Looking at the results, there are 3 major issues here.

The primary issue is the non-agreement of computed WALS scores with the tagging results. The WALS data might be misleading in this case, or we might be computing the scores wrongly. Either way, this needs to be determined. Although intuitively, WALS data should reflect similarity between languages, however given the multiple null/unfilled values in the original data for different columns makes it as a loophole that needs to be covered up. Also, the different fields in WALS data (columns in the tsv file) can be grouped by some features.

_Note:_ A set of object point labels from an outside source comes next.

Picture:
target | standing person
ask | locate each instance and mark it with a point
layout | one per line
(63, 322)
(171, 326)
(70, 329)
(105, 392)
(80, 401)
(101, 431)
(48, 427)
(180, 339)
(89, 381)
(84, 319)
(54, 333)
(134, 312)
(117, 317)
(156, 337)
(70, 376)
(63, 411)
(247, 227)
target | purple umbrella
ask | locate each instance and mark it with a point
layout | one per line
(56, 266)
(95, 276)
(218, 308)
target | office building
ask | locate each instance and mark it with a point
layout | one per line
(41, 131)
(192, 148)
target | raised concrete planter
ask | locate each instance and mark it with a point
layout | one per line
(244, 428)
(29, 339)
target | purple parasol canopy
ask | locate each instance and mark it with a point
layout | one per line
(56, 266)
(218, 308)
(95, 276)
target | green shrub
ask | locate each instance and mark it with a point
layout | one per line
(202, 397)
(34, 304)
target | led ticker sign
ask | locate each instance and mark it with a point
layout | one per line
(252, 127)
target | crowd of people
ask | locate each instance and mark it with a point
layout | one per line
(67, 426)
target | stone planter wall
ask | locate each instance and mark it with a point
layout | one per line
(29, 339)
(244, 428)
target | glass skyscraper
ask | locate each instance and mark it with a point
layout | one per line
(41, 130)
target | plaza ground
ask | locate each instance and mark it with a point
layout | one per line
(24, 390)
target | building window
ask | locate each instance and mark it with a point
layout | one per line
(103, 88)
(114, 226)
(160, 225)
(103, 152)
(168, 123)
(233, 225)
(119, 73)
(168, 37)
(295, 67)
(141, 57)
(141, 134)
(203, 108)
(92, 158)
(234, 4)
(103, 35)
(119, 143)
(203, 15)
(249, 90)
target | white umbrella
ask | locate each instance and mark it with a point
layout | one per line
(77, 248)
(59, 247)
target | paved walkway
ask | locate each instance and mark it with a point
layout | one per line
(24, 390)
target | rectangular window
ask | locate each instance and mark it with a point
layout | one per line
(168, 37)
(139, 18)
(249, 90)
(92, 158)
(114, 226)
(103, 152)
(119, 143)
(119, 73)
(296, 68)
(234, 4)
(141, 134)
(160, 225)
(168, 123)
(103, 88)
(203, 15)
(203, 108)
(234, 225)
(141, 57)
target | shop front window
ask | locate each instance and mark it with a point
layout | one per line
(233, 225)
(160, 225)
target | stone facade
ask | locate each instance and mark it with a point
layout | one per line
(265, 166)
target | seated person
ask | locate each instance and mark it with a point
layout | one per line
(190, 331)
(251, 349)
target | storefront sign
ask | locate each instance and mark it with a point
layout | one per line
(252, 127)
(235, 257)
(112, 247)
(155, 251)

In future, it would be interesting to see how different fields affect such cross-lingual tasks, and if some of them can be fixed for tagging and/or parsing task(s) in particular.

The second issue is of alignment-accuracy. The current script is very rudimentary in the sense that it computes the alignment accuracies based on the numeric data on source and the target side. It is worth mentioning that even this is not foolproof as either of them could express the numerics into the word (Example- 4, four). The current script doesn't account for those issues. This is an important metric to calculate if the data can be projected succesfully from source to the target side. Consider the case of two alignments with accuracy 80 % and 20 % respectively. The former should be able to generate more reliable projections, as compared to the latter simply because of the information available. It would be an interesting idea to see the effect of different alignment accuracies of the corpora, and if the metric for the calculation of the accuracy score can be improved. The same is extendable to calculation of parallel data quality. If the parallel data is generated manually, as our case here, it is liable to be error-prone thereby making it less reliable.

The final issue is decision of determinal component between WALS similarity scores and alignment-accuracy score. We saw how the run with alignment-accuracy score gave a generally higher test accuracy, but owing to "faulty" implementation of WALS scores, this can be misleading. If we know for sure that the system benefits from knowing the similarity of languages it is offered, and also the alignment-accuracy score, a combination of the two should definitely help pick more suitable tags. Thus, there might be a better way to combine the two scores rather than just the harmonic mean of the two metrics. This could be a future project worth looking into.